The Four Key Concepts
- Users: an identity for a person or app
An IAM user represents a specific person (or sometimes an application) that needs to access AWS. It has its own credentials:
- Username and password to log in to the web console.
- Access keys to use the command line or program against AWS.
Analogy: An IAM user is like an employee's ID card. It is individual and non-transferable: each employee has their own.
Best practice: each person should have their own user. Never share a user among several people, because then you wouldn't know who did what (traceability is lost).
- Groups: organize users by function
A group is a set of users who share the same permissions. Instead of giving permissions one by one to each person, you give them to the group and add people to it.
Analogy: A group is like a department. Instead of giving keys to each person in the accounting department separately, you decide "everyone in accounting can enter the finance room" and then add or remove people from the department.
Example: You create a
Developersgroup with permissions to manage test servers. When a new developer joins, you add them to the group and they inherit all permissions automatically. When they leave, you remove them and they lose access. Much easier than managing permissions person by person.
Groups do not have their own credentials; they only group users. And a user can be in several groups at once.
- Roles: temporary permissions that are "assumed"
A role is an identity with permissions, but without fixed credentials: it does not belong to a specific person, but is assumed temporarily when needed. It can be assumed by people but, above all, by services and applications.
Analogy: A role is like an "authorized visitor" vest or a uniform that you put on temporarily to do a task. While you wear it, you have certain permissions; when you finish, you take it off. It is not yours: you use it while you need it.

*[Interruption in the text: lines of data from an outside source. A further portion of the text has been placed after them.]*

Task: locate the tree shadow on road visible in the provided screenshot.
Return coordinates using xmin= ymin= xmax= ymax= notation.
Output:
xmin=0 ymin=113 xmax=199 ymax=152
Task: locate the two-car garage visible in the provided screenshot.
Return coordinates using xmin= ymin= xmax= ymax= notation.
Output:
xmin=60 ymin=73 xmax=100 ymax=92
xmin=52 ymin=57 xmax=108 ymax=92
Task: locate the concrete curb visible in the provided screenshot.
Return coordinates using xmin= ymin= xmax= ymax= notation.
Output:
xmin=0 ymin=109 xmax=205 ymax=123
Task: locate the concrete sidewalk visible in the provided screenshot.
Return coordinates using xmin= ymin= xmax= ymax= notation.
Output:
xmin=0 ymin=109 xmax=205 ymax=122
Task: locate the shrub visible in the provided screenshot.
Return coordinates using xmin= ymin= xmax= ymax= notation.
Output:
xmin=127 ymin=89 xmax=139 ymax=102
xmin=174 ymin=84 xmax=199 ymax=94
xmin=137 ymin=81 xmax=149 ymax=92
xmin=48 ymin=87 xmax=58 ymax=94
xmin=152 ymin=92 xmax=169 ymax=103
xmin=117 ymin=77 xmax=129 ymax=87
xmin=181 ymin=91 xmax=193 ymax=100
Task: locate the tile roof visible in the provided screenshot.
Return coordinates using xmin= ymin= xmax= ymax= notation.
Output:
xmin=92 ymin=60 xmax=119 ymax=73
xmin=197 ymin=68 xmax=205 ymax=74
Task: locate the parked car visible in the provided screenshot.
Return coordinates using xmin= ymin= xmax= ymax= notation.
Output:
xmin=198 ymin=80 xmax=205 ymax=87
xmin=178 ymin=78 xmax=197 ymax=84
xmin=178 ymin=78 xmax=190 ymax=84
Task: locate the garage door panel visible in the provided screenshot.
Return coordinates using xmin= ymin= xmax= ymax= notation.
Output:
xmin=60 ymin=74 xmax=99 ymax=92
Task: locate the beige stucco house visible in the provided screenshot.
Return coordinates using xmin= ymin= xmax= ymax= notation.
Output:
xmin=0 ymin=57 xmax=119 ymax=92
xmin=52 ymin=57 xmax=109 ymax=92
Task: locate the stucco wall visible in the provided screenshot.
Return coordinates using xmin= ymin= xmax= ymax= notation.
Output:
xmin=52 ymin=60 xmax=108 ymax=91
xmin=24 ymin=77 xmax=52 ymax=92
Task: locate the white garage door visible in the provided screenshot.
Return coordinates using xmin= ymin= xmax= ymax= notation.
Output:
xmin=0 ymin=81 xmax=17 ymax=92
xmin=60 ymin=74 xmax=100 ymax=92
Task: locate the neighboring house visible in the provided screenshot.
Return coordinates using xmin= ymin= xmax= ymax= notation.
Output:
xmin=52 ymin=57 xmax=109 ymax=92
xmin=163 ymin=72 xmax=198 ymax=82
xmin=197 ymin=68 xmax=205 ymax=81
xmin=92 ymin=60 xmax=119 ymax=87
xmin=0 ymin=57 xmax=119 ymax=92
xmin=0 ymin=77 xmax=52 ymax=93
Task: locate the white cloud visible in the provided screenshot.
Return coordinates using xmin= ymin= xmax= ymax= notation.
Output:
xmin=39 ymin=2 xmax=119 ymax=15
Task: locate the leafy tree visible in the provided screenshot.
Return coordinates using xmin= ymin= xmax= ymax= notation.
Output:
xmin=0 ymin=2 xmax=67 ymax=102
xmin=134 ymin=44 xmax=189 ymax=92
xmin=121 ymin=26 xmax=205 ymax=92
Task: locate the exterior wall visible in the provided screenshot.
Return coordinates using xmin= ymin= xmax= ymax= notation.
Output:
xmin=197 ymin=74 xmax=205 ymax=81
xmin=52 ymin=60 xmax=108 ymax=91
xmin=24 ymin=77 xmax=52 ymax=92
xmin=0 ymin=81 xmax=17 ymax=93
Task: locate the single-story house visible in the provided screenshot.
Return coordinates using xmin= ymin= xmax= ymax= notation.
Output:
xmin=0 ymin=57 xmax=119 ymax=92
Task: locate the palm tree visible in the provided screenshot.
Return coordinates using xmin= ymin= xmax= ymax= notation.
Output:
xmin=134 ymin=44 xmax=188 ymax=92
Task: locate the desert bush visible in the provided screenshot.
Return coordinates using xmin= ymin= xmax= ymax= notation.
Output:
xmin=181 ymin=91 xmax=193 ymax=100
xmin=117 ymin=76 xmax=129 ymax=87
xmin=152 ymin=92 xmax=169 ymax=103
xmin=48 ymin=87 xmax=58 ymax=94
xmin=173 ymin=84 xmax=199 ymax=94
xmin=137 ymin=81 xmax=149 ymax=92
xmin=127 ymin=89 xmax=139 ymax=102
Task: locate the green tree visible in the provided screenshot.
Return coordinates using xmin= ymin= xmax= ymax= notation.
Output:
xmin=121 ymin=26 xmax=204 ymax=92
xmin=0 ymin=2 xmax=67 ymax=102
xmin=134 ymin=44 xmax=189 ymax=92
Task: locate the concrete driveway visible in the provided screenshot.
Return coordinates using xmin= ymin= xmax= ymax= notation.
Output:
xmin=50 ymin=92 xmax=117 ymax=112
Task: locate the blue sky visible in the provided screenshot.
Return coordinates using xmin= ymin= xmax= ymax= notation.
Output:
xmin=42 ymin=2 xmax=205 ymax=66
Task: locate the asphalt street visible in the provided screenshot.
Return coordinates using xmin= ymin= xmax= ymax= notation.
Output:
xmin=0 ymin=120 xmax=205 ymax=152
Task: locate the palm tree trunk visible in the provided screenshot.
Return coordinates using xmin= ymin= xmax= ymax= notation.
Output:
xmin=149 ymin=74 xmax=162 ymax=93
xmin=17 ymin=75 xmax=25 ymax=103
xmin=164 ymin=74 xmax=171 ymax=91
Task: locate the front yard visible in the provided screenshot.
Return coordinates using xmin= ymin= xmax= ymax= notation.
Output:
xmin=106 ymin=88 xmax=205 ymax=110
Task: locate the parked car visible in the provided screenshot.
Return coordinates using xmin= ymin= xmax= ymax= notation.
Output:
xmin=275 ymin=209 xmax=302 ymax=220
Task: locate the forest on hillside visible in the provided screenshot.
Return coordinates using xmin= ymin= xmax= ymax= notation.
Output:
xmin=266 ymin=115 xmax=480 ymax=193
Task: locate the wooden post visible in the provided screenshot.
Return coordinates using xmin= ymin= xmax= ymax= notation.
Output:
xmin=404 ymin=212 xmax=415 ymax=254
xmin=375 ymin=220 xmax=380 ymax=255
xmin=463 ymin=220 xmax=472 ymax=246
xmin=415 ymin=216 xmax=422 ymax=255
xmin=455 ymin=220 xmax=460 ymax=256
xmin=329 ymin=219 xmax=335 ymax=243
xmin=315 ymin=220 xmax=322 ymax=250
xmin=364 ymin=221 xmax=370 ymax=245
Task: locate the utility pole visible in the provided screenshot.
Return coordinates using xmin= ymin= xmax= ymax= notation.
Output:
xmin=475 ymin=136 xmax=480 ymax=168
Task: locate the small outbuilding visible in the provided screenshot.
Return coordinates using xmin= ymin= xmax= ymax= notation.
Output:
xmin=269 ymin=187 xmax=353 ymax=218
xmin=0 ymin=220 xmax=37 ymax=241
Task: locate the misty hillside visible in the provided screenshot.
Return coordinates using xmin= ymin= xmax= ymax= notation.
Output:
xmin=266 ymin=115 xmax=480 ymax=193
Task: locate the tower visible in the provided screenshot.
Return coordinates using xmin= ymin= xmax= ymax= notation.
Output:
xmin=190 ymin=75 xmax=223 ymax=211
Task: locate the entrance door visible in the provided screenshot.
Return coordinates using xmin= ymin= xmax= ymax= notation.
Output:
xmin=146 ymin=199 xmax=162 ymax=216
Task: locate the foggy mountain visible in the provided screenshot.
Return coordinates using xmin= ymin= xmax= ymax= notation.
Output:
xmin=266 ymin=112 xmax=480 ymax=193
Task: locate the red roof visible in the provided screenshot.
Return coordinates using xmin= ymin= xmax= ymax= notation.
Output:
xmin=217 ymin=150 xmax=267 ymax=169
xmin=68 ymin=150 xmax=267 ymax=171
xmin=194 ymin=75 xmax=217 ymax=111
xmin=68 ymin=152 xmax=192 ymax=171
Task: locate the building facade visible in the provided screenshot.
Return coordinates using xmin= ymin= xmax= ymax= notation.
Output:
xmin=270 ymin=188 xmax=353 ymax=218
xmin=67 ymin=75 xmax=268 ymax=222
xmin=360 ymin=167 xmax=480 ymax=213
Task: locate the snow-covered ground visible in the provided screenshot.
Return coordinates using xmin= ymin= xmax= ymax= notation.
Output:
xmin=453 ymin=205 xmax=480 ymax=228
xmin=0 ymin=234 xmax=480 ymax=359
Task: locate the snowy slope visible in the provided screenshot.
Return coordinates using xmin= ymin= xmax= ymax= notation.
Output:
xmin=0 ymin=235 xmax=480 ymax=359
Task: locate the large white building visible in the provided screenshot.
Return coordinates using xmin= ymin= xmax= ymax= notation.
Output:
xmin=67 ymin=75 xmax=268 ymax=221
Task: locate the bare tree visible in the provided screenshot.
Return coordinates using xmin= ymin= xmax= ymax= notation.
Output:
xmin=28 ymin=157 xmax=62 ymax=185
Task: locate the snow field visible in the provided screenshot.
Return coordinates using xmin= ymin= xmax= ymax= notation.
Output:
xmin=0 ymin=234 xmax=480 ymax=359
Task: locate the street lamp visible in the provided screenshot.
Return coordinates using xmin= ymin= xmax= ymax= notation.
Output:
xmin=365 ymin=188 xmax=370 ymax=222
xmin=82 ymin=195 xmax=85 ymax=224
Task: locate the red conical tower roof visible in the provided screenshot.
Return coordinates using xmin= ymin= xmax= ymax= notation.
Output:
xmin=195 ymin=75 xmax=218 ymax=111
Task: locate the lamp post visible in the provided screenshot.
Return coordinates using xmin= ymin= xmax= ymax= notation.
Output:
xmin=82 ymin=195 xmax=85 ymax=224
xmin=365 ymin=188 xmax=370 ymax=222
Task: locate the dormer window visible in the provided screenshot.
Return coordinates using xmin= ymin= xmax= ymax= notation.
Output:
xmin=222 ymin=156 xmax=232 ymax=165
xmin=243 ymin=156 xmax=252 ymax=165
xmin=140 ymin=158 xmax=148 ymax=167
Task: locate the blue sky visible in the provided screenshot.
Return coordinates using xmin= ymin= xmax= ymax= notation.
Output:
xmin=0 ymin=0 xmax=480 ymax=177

This is probably the concept that is hardest at first, but it is the most important for security. Its typical use:
Key example: You have an EC2 instance that needs to read files from an S3 bucket. How do you give it permission? Bad idea: put access keys inside the server (if someone compromises it, they steal the keys). Good idea: assign a role to the EC2 instance. The instance "assumes" the role and obtains temporary permissions to read S3, without any key stored anywhere. AWS rotates those credentials automatically.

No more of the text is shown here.